MM is a bone marrow-based plasma cell neoplasm characterized by a serum monoclonal protein and skeletal destruction. Common symptoms include osteolytic lesions, pathological fractures, bone pain, hypercalcemia, and anemia. The exact underlying cause of multiple myeloma is currently unknown.
Linvoseltamab is the first fully human BCMAxCD3 bispecific antibody approved by the FDA. The therapy is designed to bridge B-cell maturation antigen on MM cells with CD3-expressing T-cells to facilitate T-cell activation and cancer-cell killing.
The accelerated approval follows results from the LINKER-MMA clinical trial, an ongoing, open-label, multicenter, dose-escalation, phase 1/2 study of linvoseltamab in patients with R/R MM. A total of 80 patients experienced a 70% objective response rate, with 45% achieving a complete response or better with linvoseltamab.
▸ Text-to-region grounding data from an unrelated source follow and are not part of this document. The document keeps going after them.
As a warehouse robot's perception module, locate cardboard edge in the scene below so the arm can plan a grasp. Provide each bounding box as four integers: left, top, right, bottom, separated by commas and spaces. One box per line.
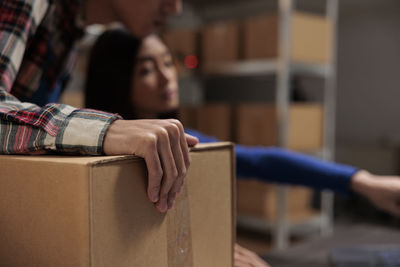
190, 142, 237, 264
230, 146, 237, 265
189, 142, 233, 152
87, 155, 144, 167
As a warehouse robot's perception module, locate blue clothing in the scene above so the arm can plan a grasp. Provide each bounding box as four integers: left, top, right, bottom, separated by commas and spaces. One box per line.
185, 129, 358, 194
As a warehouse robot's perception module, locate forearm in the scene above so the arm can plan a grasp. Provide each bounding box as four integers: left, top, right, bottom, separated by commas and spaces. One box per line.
0, 90, 118, 155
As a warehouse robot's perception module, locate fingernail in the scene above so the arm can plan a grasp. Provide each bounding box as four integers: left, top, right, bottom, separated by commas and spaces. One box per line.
153, 194, 158, 202
168, 199, 175, 210
157, 201, 168, 212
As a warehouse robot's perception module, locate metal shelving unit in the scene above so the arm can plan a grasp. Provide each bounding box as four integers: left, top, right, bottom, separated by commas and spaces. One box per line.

A 0.95 month media time to first response was observed, however a median duration of response was not reached but estimated to be 89% at 9 months and 72% at 12 months.
The prescribing information for linvoseltamab has a Boxed Warning for cytokine release syndrome and neurologic toxicity, including immune effector cell-associated neurotoxicity syndrome, in addition to warnings and precautions for infections, neutropenia, hepatotoxicity and embryo-fetal toxicity.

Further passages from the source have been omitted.